Estimating AWS Infrastructure Cost from Terraform Templates

Author
Bjorn Stange
Publication Date
4 May 2017

Estimating AWS Infrastructure Cost from Terraform Templates

I had this idea while prototyping some infrastructure management with Terraform. Wouldn’t it be useful to know how expensive your infrastructure was going to be before you launched it? With tools like Terraform, CloudFormation, and others, you can “codify” your infrastructure, and having infrastructure that can be parsed with code should allow us to do exactly that price estimation. I had assumed AWS had a pricing API when I set out on this task, only to discover that I basically had to write my own.

AWS does not make price estimation easy for you. They do have something that they call a Price List API, however, it’s not something you can query directly. You can get all the pricing data for a single service, such as EC2, but that’s a relatively large data set. If you want to get the pricing data for a particular size of instance, in a particular region, for example, that’s not directly possible. You have to get all the data, even if you’re only interested in a small part of it.

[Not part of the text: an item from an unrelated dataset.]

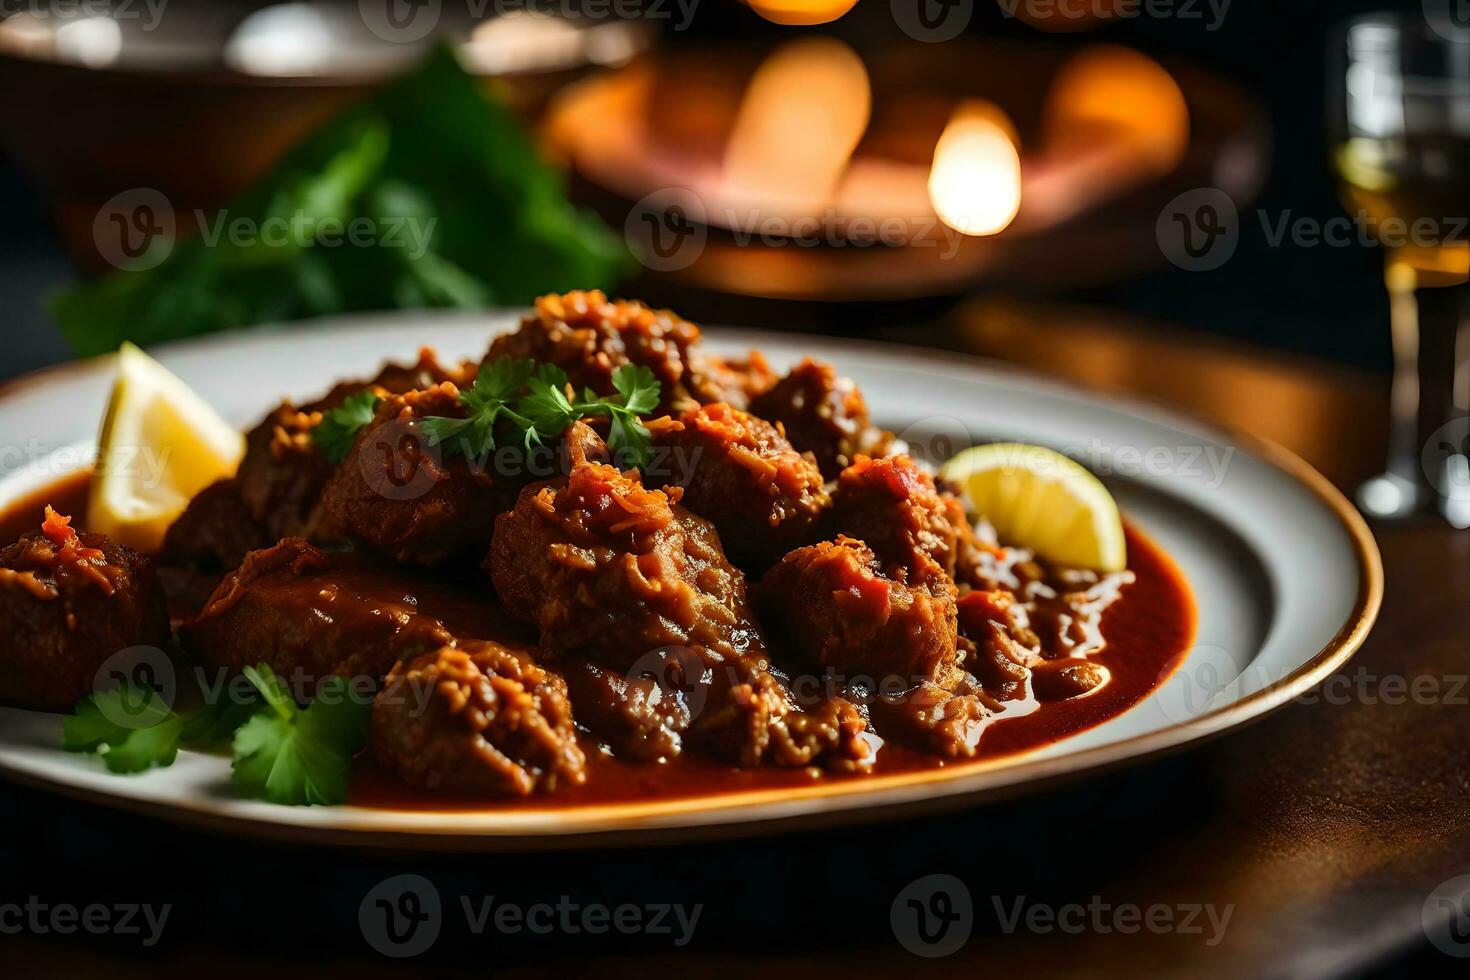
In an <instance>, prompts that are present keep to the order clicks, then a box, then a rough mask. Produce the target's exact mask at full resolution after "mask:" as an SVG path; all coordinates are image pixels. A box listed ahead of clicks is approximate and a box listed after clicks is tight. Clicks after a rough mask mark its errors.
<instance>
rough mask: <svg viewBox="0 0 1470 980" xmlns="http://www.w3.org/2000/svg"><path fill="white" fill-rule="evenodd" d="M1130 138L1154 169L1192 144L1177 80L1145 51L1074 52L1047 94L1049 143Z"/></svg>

I ended up writing three projects to accomplish this. First, I needed a way to ingest the pricing data into a database, this simple python script does that for me: https://github.com/Bjorn248/aws_pricing_data_ingestor. The reason I used MariaDB instead of Postgres was because the CSV provided by AWS was not directly compatible with LOAD DATA LOCAL INFILE in Postgres, because of the way the CSV was quoted. MariaDB does the job just fine. One thing I noticed while writing this was that the pricing data in AWS was actually updated quite frequently. They are constantly adding new services and columns to existing tables, so I had to implement schema generation inside the ingestion script to be able to keep up with AWS. The benefit of this is that I won’t have to change the script or any static schema going forward, and if AWS adds any new services, my script should work just fine. This script runs daily in lambda to ingest the latest pricing data into a RDS MariaDB instance.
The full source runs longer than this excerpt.